- Promotional release poster
- Directed by: Diego Muñoz Ítalo Carrera
- Written by: Diego Muñoz Ítalo Carrera
- Produced by: Manuel Ramírez Marisol Pereyra
- Starring: Xanaxtasia
- Cinematography: Gabriel Guzmán
- Edited by: José Luis Membrillo
- Production company: Piaf Producciones
- Release date: July 14, 2022;
- Running time: 64 minutes
- Country: Peru
- Language: Spanish

= The Truth of Xanaxtasia =

The Truth of Xanaxtasia (Spanish: La verdad de Xanaxtasia) is a 2022 Peruvian mockumentary film written and directed by Diego Muñoz and Ítalo Carrera.

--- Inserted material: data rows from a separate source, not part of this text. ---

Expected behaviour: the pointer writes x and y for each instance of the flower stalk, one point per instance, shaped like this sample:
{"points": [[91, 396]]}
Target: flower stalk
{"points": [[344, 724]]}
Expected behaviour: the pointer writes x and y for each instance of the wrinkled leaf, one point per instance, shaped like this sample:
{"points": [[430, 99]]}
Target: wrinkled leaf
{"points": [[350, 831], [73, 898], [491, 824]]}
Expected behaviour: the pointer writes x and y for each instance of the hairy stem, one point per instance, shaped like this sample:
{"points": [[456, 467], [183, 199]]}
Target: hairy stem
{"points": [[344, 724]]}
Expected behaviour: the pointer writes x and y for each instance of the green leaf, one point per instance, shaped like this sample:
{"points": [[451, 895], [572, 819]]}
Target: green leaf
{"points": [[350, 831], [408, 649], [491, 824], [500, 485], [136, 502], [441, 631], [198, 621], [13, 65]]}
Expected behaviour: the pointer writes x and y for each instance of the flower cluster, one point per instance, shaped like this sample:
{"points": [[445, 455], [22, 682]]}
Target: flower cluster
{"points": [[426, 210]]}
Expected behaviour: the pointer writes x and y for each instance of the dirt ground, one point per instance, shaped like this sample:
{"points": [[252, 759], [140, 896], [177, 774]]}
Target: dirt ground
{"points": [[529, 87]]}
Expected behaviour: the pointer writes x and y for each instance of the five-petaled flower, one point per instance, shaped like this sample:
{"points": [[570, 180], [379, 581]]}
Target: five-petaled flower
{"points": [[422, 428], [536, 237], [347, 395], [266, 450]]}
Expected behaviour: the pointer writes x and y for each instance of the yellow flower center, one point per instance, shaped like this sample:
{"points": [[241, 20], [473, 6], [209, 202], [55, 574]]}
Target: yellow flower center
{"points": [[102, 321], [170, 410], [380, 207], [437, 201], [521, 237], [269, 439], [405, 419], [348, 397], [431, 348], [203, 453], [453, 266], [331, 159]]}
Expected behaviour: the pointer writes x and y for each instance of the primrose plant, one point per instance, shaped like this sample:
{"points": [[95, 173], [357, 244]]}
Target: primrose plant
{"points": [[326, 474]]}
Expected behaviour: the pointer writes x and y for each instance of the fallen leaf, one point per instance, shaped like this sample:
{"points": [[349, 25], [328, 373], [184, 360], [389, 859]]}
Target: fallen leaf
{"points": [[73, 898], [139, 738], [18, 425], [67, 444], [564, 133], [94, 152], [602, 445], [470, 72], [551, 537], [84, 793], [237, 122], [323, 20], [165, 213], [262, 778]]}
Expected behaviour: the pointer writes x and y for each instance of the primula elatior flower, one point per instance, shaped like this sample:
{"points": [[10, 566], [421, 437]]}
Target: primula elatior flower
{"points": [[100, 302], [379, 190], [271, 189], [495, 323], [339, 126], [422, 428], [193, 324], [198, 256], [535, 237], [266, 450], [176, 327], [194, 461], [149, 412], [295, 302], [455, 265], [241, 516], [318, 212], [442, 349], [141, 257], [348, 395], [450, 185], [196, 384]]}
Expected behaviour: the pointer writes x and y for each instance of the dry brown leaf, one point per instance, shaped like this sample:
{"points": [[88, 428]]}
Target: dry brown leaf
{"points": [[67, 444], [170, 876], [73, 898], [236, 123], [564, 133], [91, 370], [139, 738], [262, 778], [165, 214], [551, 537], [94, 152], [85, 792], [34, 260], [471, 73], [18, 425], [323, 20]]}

In a parody tone, it follows the life, successes and scandals surrounding the drag queen Xanaxtasia. The cast is made up of Jely Reategui, Carlos Carlín, Renzo Schuller, Gisella Ponce de León, Fiorella Rodriguez, Mónica Torres, Jaime Choca Mandros, Anaí Padilla, Zagaladas, Maykol Show, Javiera Arnillas, TontaQueen, Percy Pls, Salandela, BlackVelour, Koky Belaunde and Marina Kapoor.

== Synopsis ==
Through testimonies from journalists, family, childhood friends, and characters from the show, Xanastasia's childhood, family intimacies, entry into the entertainment world, loves, and the secrets that surround the drag queen are revealed.

== Cast ==

- Xanaxtasia as Herself
- Jely Reategui
- Carlos Carlín
- Renzo Schuller
- Gisella Ponce de León
- Fiorella Rodriguez
- Mónica Torres
- Jaime Choca Mandros
- Anaí Padilla
- Zagaladas
- Maykol Show
- Javiera Arnillas
- TontaQueen
- Percy Pls
- Salandela
- BlackVelour
- Koky Belaunde
- Marina Kapoor

== Release ==
It premiered on July 14, 2022, via streaming on Joinnus.